Aside from the comparisons between the show’s protagonists, the strategic social media approach behind the marketing and engagement of Scandal and Being Mary Jane can be credited for their success.
Live-tweeting on Twitter is an approach both Washington and the show’s creator Shonda Rhimes, along with other cast members, have embraced to drive viewership and build momentum behind the show. While they are not the first or only TV stars to take on this tactic, it’s never become as identifiable with a program as it has with the ABC show.
According to Nielson ratings, the season 3 premiere of Scandal on October 3rd was the most-tweeted about program on television that week amassing over 700,000 tweets. This activity likely contributed to Scandal becoming that week’s top-rated drama on network television and the no. 1 show among black viewers.
However, it seems as though Mara Brock-Akil, the creator of Being Mary Jane, and her cast are poised to be potential competitors for that title after the July airing of the show’s pilot attracted over 4 million viewers.
Akil, along with Union, aimed to up the ante Tuesday night when they took the same approach as the Scandal cast by live-tweeting the broadcast of the official series debut.
— Mara Brock Akil (@MaraBrockAkil) January 8, 2014
— Gabrielle Union (@itsgabrielleu) January 8, 2014
#BeingMaryJane quickly became the no. 1 trending topic on Twitter as tweets reached over 1.7 million people.
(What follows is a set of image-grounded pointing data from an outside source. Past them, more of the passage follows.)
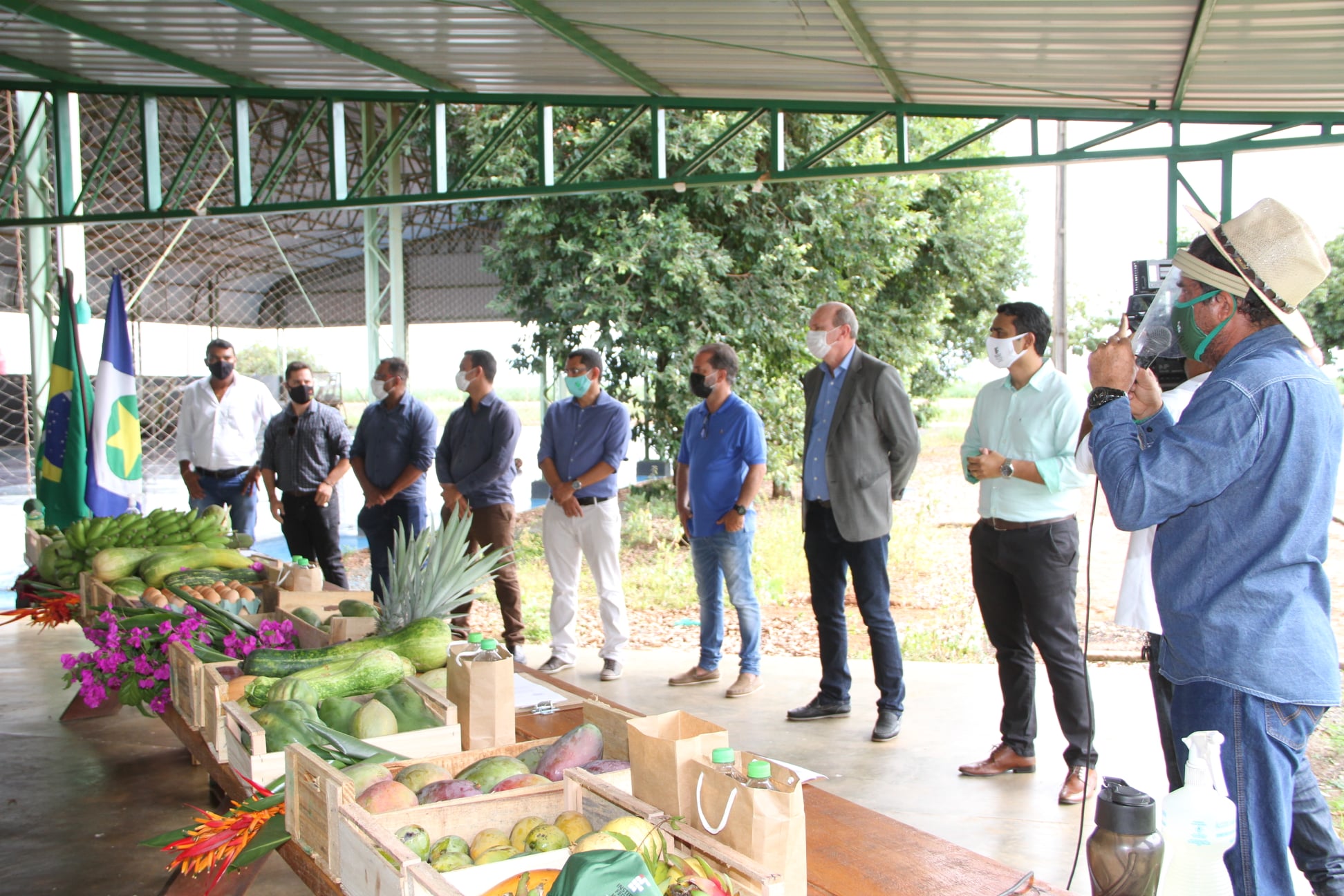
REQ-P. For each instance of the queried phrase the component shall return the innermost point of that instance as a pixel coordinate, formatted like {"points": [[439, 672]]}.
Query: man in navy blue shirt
{"points": [[584, 441], [720, 471], [394, 447], [475, 464]]}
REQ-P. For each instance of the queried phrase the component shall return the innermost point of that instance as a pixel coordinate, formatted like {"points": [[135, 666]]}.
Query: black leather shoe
{"points": [[819, 709], [888, 725]]}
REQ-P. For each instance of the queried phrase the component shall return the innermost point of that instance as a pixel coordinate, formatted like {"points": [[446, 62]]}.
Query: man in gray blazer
{"points": [[861, 448]]}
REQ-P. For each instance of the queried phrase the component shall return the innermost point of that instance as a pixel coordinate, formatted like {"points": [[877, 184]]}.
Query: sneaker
{"points": [[746, 683], [819, 709], [696, 676], [555, 664]]}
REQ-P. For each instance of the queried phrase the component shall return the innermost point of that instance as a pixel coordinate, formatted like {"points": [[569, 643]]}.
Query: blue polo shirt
{"points": [[718, 449], [576, 438], [390, 440]]}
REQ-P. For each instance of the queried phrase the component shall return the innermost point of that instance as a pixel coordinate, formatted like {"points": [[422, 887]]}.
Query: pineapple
{"points": [[433, 574]]}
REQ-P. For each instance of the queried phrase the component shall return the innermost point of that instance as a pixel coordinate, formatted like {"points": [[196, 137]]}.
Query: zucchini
{"points": [[424, 642]]}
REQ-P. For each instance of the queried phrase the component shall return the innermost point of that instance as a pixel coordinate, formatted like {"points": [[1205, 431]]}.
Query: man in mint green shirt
{"points": [[1019, 449]]}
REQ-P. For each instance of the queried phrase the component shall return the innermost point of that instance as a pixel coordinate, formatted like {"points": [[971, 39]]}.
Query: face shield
{"points": [[1156, 335]]}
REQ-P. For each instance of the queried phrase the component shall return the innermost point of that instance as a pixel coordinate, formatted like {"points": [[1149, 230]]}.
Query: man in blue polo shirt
{"points": [[584, 441], [394, 447], [720, 471]]}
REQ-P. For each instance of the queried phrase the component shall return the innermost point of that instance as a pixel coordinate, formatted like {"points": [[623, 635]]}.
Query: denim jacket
{"points": [[1242, 491]]}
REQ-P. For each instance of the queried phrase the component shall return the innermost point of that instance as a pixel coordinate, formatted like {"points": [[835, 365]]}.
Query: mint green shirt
{"points": [[1039, 422]]}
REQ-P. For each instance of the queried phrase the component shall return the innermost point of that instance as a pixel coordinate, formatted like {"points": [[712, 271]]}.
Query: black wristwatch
{"points": [[1103, 395]]}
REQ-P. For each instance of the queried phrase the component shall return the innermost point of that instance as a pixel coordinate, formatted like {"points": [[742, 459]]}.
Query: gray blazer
{"points": [[871, 449]]}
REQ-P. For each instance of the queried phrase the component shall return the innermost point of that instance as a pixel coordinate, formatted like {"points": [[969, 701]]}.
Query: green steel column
{"points": [[37, 253]]}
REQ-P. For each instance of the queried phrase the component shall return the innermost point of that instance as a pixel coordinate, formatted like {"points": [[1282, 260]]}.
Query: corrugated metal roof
{"points": [[1254, 54]]}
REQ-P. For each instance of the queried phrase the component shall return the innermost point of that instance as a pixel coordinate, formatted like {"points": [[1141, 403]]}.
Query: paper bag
{"points": [[483, 693], [663, 754], [765, 825]]}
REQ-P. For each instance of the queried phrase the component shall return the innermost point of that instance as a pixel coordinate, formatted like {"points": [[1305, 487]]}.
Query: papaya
{"points": [[575, 750]]}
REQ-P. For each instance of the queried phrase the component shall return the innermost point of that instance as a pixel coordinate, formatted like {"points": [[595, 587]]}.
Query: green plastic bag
{"points": [[605, 872]]}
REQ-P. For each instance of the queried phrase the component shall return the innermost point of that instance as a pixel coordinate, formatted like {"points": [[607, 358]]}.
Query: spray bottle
{"points": [[1200, 824]]}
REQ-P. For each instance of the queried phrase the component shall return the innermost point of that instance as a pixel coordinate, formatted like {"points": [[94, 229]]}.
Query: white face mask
{"points": [[1002, 353], [819, 342]]}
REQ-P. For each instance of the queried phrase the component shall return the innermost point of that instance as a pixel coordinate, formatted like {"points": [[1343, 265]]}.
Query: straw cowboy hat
{"points": [[1276, 254]]}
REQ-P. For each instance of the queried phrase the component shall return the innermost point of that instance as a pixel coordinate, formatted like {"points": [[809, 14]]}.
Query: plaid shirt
{"points": [[303, 450]]}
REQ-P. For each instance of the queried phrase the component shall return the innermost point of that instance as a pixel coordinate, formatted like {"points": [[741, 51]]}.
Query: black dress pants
{"points": [[313, 532], [1026, 582]]}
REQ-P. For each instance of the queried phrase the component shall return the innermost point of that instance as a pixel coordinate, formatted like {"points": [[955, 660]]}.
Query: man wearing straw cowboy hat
{"points": [[1242, 491]]}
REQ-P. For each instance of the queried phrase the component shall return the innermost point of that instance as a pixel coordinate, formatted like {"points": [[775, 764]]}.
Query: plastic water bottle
{"points": [[758, 776], [1200, 825], [488, 652], [723, 760]]}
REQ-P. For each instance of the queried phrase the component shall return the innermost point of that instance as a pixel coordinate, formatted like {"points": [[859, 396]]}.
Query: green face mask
{"points": [[1191, 339]]}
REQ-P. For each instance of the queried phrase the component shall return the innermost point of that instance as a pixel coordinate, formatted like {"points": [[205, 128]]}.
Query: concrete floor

It ranked third on the top 5 list of most-tweeted about shows, tallying in below ABC’s Pretty Little Liars and Ravenswood.
Overall, the show’s premiere attracted over five million viewers and was the biggest original drama series debut on all cable for the 2013-14 season.
The momentum behind Scandal has been building steadily thanks to millions of loyal viewers who have tuned into all three seasons of the drama-filled series. Meanwhile, Being Mary Jane is only just beginning. Still, its focus on sex, relationships and difficulty in finding security are an appealing mix for its predominately black female audience.
“Black audiences aren’t used to seeing such a fierce, take-charge character who looks like them on television,” journalist Kevin D. Thompson told the Maynard Institute. “Olivia Pope is the ideal for so many black women, a successful career woman who not didn’t just reach the so-called ‘glass ceiling,’ but smashed through it.”
It may be premature, but the same case could be made about Union’s character in Being Mary Jane. Thus far, the show has stepped into some of the same footprints Scandal has left in its wake, leaving it with much potential for a prosperous future.